She couldn’t get over his shoulders. She kept staring at them. Down one side of his neck and out onto the widening plane, to the squared edge, and carefully down over the smooth bulge of one bicep. He was kissing her throat and so she breathed accordingly while she watched him. His neck was nondescript, exactly how she’d always known a male neck should be. His jaw and chin were firm and neat, with an appearance of enough weight to make them strong. He reminded her of every poorly written book she’d ever read, which wasn’t very many, but certainly enough to make an educated guess about the ones she hadn’t. He reminded her of something she might have imagined at nine, before she learned that no one really looks like that, and the guys who do are shallow anyhow. Before she’d discovered that real life, with its quirky humor, rounded shoulders, and endless complications, is more interesting by far than the handsome prince with his classically masculine figure and clean-cut Greek features, who wanted Cinderella because she was blond and petite, and married her without even asking what kind of music she liked.

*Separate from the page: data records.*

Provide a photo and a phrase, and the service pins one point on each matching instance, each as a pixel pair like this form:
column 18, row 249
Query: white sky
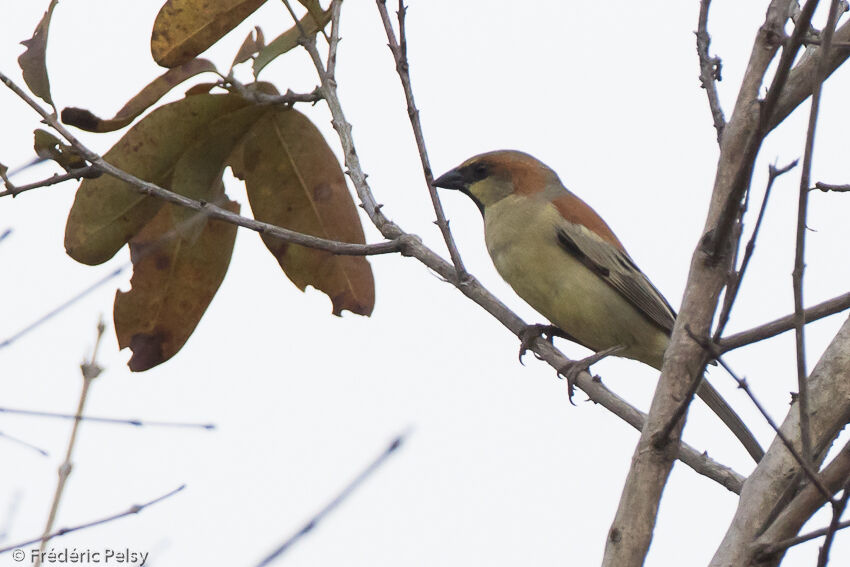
column 499, row 469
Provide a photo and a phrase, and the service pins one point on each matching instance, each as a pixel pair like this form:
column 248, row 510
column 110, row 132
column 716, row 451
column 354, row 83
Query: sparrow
column 565, row 261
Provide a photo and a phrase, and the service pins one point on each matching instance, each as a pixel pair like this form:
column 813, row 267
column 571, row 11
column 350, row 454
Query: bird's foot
column 534, row 332
column 572, row 369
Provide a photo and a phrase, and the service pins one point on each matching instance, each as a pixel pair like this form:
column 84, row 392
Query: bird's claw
column 534, row 332
column 571, row 370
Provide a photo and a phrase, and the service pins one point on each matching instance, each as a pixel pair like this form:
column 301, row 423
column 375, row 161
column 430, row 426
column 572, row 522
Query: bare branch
column 337, row 500
column 399, row 51
column 829, row 187
column 768, row 488
column 735, row 284
column 709, row 69
column 632, row 528
column 802, row 460
column 778, row 536
column 781, row 325
column 88, row 171
column 134, row 509
column 799, row 259
column 113, row 420
column 211, row 210
column 90, row 370
column 333, row 43
column 23, row 443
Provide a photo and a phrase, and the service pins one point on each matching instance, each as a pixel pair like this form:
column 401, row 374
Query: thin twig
column 289, row 98
column 89, row 370
column 399, row 51
column 471, row 288
column 837, row 510
column 797, row 540
column 804, row 463
column 211, row 210
column 53, row 312
column 23, row 443
column 830, row 187
column 337, row 500
column 333, row 42
column 352, row 162
column 134, row 509
column 53, row 180
column 709, row 69
column 662, row 437
column 799, row 260
column 735, row 284
column 783, row 324
column 729, row 214
column 113, row 420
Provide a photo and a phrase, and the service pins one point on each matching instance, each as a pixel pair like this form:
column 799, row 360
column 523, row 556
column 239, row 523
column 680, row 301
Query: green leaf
column 252, row 44
column 294, row 180
column 186, row 28
column 107, row 212
column 152, row 92
column 197, row 174
column 173, row 283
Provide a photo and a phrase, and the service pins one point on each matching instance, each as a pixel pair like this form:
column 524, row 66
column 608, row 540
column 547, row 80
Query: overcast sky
column 499, row 469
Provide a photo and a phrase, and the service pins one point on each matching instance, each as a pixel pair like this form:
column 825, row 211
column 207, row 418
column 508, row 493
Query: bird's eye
column 479, row 172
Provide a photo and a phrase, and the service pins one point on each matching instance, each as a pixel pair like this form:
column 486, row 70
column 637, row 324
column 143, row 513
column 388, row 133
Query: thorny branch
column 799, row 260
column 480, row 295
column 783, row 324
column 710, row 69
column 399, row 51
column 737, row 277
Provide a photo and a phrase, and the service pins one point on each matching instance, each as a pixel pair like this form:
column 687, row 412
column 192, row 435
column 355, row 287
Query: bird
column 559, row 256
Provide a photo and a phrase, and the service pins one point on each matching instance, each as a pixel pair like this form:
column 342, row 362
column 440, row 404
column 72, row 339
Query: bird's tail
column 718, row 405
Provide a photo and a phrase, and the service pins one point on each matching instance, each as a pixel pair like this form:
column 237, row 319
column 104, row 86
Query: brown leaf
column 252, row 44
column 185, row 28
column 32, row 61
column 197, row 174
column 152, row 92
column 289, row 40
column 173, row 283
column 107, row 212
column 294, row 180
column 200, row 88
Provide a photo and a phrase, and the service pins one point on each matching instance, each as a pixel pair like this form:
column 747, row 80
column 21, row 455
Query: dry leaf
column 173, row 283
column 294, row 180
column 186, row 28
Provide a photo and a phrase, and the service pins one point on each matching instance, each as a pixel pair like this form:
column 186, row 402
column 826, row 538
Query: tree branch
column 402, row 66
column 134, row 509
column 88, row 171
column 777, row 476
column 709, row 69
column 783, row 324
column 631, row 530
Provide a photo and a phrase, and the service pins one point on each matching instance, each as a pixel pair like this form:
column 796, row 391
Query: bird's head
column 488, row 178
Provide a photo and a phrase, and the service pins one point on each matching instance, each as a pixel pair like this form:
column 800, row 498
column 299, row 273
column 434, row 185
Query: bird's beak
column 451, row 180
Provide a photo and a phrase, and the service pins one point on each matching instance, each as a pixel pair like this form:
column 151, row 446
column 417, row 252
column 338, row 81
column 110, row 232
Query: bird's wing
column 616, row 268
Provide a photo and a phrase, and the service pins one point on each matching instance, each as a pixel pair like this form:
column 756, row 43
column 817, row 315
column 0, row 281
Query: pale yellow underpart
column 521, row 236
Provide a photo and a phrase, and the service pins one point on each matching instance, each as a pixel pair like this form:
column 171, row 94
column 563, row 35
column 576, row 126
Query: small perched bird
column 564, row 260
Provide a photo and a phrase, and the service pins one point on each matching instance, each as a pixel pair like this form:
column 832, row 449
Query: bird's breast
column 521, row 237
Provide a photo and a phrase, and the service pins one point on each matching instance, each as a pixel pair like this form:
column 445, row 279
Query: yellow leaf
column 185, row 28
column 173, row 283
column 294, row 180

The boy looked up and smiled slowly. It was a straight, broad smile. Her urge to say something sarcastic withered. His eyes were a steel blue, his face well-planed, with lips that were sensitive-seeming without being overfull. Her mind began repeating inane thoughts in bold with exclamation points. Thought fragments and clips of unoriginal coherency. “Incredibly attractive!!” “Gorgeous beyond belief!!” She wasn’t as turned on as she had expected to be. She was more fascinated than anything, and captivated by his idealness. She had grown accustomed to being aroused by boys less perfect than he. Boys with thinner chests and sweeter faces. She wasn’t participating as much as she had expected she would. It wasn’t that she wasn’t in the mood to be kissed in such a passionate manner, she just wanted to look at his shoulders.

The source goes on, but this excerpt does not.